Start with plain water
Tarter is a hardened form of plaque that gives teeth a yellowish (or
even brownish) tint. To cut your risk of this unsightly build-up, brush with
plain water for two minutes daily. When your teeth aren’t coated with slippery
toothpaste, it’s easier for brush bristles to remove sticky plaque before it
can harden, finish off by brushing with a chemical-free toothpaste to get other benefits also.
Stock up on grapefruit
Enjoying two servings daily -- that’s one full grapefruit -- helps
banish gum bleeding in as little as one month, and it can cut your risk of
full-blown gum disease 20 percent or more, British researchers said. Credit
grapefruit’s vitamin C and bioflavonoids -- both of which kick start the growth
of healthy new blood vessels and collagen in gum tissue.
Try a powered toothbrush
Using a power toothbrush can help you clean your teeth thoroughly
without wearing out your arm -- and in a study published in the American
Journal of Dentistry, women who started using them cut their plaque levels
by 30 percent in just two weeks. More good news: Any brand of power toothbrush
will do the trick as long as you use it for two minutes, twice daily, UCLA
researchers said -- and you’ll find them for as little as R250 in most
pharmacies and department stores.
Nibble real licorice
According to Swedish researchers, licorice root contains antibacterial
compounds that help kill off the germs that make gums red, swollen and
sensitive to touch.
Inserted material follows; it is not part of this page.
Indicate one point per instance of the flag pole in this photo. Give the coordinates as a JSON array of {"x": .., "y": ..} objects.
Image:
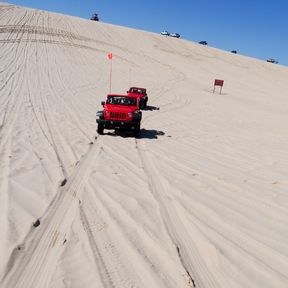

Look for real licorice candies in nutrition outlets and
online under brand names like Panda, Darrell Lea and Kookaburra. Munch three
pieces daily for best results.
Cook with coconut oil
In an Irish study, coconut oil’s powerful antibacterial compounds were
found to be a great destroyer of Streptococcus bacteria -- a hardy, troublesome
group of bugs that fuel plaque formation and tarter build-up. One tablespoon
daily can do the trick. Coconut oil is flavorless, so it can easily replace
shortening or vegetable oil in any recipe, plus it’s great for frying, and can
be spread on toast underneath other toppings.